I have a dataframe in which I have many observations of different taxa. I need to add a column in this dataframe in which I'll find an ID composed by numbers from 1 to [n(taxa)] : to illustrate, here's an example of my dataframe :
taxa; station_nom; x; y; density_m²;
Anax; station_1; x1; y1; 26;
Anax; station_2; x2; y2; 38;
Anopheles; station_1; x1; y1; 3;
Anopheles; station_2; x2; y2; 12;
Atrichopogon; station_3; x3; y3; 89;
[...]
And I would like to add a new column named "CODE" which should refers a fictional ID number for each taxon from 1 to the number of taxa :
taxa; station_nom; x; y; density_m²; CODE;
Anax; station_1; x1; y1; 26; 1;
Anax; station_2; x2; y2; 38; 1;
Anopheles; station_1; x1; y1; 3; 2;
Anopheles; station_2; x2; y2; 12; 2;
Atrichopogon; station_3; x3; y3; 89; 3;
I need that all the "Anax" taxa have the same CODE (here 1), and all the "Anopheles" taxa have the [Anax CODE] 1, etc...
I tried different things but the most accurate is probably the fonction "Mutate" from tidyverse. Here's one of the things i tried, which works fine in other dataframes (in which i have 1 observation per taxa). In my actual case, I have several observations for the same taxon.
Obs_emb<- BDD %>%
group_by(embranchement_phylum_2, station_nom, x, y) %>%
summarise(densite_m2 = round(mean(densite_par_m2)))
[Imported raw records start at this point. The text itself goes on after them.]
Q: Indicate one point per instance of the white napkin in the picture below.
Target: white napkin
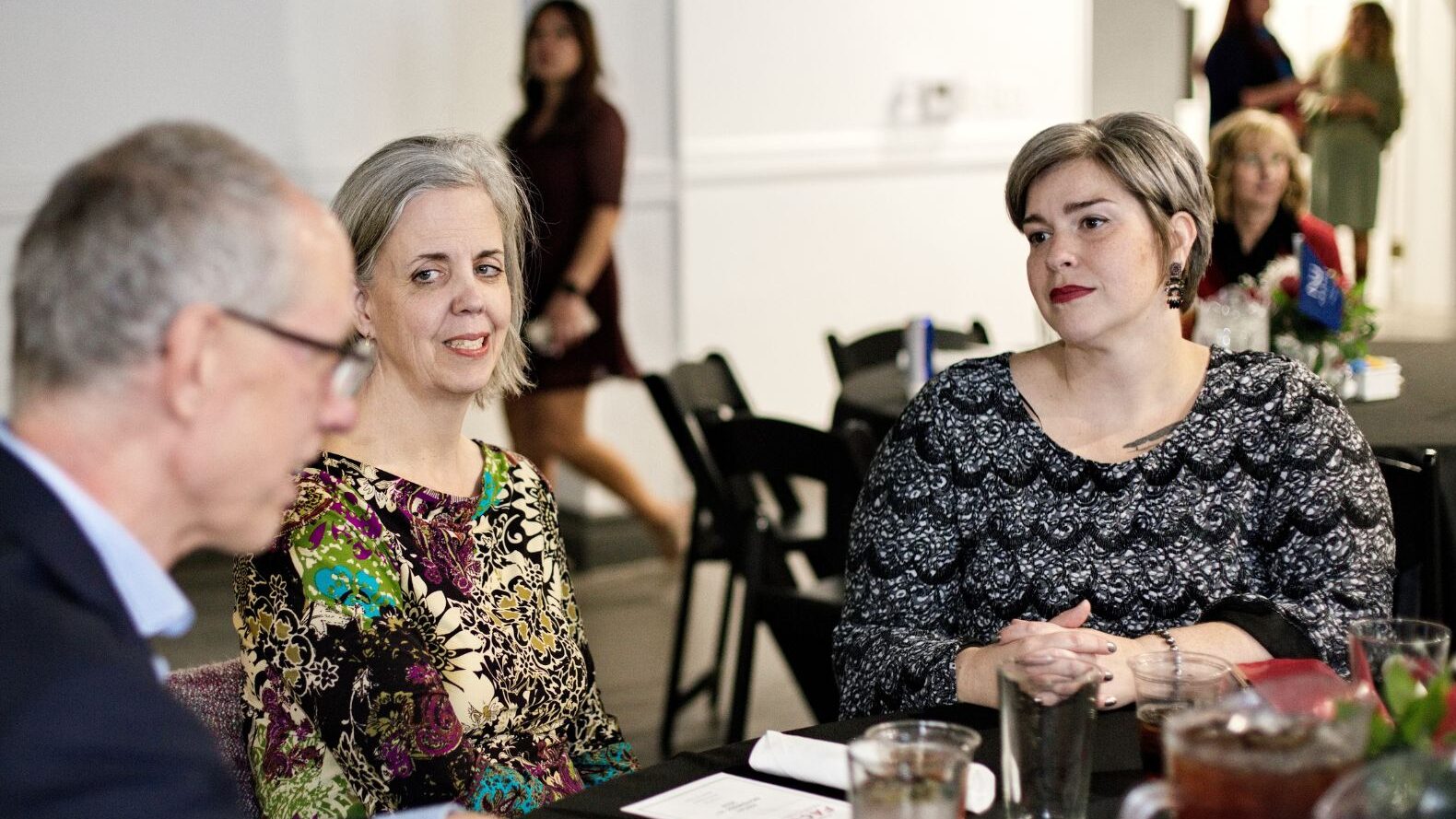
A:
(828, 764)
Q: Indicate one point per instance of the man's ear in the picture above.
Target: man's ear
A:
(363, 323)
(191, 358)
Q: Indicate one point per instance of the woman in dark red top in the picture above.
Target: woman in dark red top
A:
(1258, 193)
(569, 147)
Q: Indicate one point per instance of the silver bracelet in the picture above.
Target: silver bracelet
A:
(1172, 646)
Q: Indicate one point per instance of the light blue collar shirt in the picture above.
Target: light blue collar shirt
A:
(153, 601)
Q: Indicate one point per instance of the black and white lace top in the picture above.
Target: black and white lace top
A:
(1262, 508)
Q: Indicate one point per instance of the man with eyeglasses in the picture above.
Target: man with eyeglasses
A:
(181, 313)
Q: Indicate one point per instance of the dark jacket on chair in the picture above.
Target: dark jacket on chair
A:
(85, 726)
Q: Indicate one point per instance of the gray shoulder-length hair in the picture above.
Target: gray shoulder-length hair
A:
(374, 195)
(1152, 158)
(170, 216)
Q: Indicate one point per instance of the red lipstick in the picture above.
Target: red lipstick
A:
(1067, 293)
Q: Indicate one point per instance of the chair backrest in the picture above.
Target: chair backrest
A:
(1421, 583)
(866, 351)
(883, 346)
(690, 397)
(776, 450)
(800, 618)
(215, 694)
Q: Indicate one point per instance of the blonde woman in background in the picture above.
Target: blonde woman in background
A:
(1352, 112)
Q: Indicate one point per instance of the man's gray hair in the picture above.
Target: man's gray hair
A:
(1150, 158)
(170, 216)
(374, 195)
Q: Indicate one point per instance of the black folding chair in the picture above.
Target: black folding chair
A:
(690, 397)
(758, 450)
(1423, 587)
(883, 346)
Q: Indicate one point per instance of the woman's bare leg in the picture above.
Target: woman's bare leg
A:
(551, 425)
(1362, 253)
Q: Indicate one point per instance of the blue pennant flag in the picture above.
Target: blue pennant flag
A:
(1320, 294)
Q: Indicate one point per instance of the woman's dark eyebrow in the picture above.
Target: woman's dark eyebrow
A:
(1067, 208)
(1074, 207)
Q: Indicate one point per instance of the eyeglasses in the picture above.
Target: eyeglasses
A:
(356, 357)
(1262, 160)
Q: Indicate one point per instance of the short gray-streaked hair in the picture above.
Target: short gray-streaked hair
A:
(1152, 158)
(170, 216)
(374, 195)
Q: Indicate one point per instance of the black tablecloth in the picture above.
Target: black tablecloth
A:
(1114, 755)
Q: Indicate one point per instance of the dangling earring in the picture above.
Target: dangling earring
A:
(1175, 286)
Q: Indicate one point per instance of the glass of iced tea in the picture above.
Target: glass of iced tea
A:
(1168, 683)
(1242, 758)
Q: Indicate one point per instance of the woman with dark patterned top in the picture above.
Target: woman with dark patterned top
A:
(1258, 200)
(1084, 500)
(1248, 69)
(412, 638)
(569, 148)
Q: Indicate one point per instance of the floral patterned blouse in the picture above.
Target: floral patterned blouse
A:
(408, 648)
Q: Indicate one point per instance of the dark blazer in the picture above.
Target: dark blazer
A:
(85, 726)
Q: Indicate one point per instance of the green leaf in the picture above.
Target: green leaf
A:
(1382, 733)
(1400, 687)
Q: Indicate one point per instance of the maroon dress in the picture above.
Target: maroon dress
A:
(568, 172)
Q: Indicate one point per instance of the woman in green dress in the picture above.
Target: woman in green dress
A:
(1352, 113)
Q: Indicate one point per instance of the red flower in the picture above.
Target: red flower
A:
(1445, 735)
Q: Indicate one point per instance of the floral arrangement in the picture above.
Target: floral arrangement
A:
(1302, 338)
(1418, 713)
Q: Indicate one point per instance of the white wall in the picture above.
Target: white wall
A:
(830, 185)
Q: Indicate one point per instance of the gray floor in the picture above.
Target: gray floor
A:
(628, 607)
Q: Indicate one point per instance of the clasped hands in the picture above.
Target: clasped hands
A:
(1059, 652)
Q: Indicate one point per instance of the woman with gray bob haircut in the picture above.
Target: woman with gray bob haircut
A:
(434, 650)
(376, 193)
(1120, 490)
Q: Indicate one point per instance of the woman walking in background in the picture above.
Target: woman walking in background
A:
(569, 146)
(1353, 111)
(1248, 69)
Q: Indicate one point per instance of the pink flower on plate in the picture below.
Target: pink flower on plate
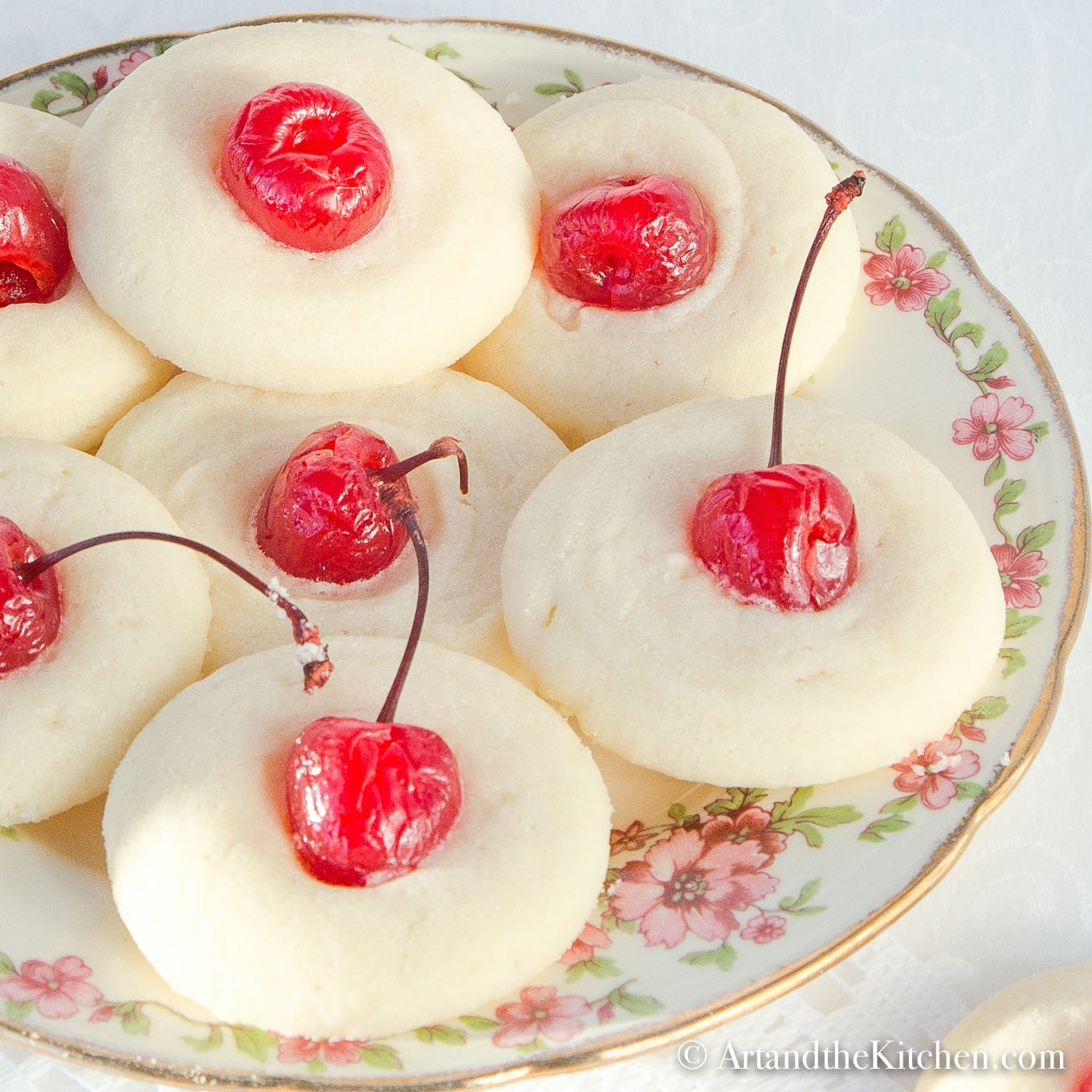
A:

Obs_emb<- dplyr::mutate(Obs_emb, CODE = row_number())
This code add a new column named "CODE" but there's no incrementation.
I think it could be interesting to try some loops based on the difference between the names of all taxa... but my knowledge stops here.
Can anyone help me ?
CodePudding user response:
Or this with dplyr >= 1.0.0
df <- tibble(val = c(1,2,3,4),
group = c("a", "a", "b", "b")
)
gf <- group_by(df, group)
mutate(gf, ID = cur_group_id())
#> # A tibble: 4 x 3
#> # Groups: group [2]
#> val group ID
#> <dbl> <chr> <int>
#> 1 1 a 1
#> 2 2 a 1
#> 3 3 b 2
#> 4 4 b 2
CodePudding user response:
Try this ...
library(tidyverse)
tibble(taxa = c("a", "a", "b", "c"), value = 1:4) |>
nest(data = -taxa) |>
mutate(code = row_number()) |>
unnest(cols = c(data))
#> # A tibble: 4 × 3
#> taxa value code
#> <chr> <int> <int>
#> 1 a 1 1
#> 2 a 2 1
#> 3 b 3 2
#> 4 c 4 3
Created on 2022-04-27 by the reprex package (v2.0.1)
library(tidyverse)
coded <- tibble(taxa = c(rep("a", 100), rep("b", 10), rep("c", 10)), value = 1:120) |>
nest(data = -taxa) |>
mutate(code = row_number()) |>
unnest(cols = c(data))
coded |> count(code)
#> # A tibble: 3 × 2
#> code n
#> <int> <int>
#> 1 1 100
#> 2 2 10
#> 3 3 10
Created on 2022-04-27 by the reprex package (v2.0.1)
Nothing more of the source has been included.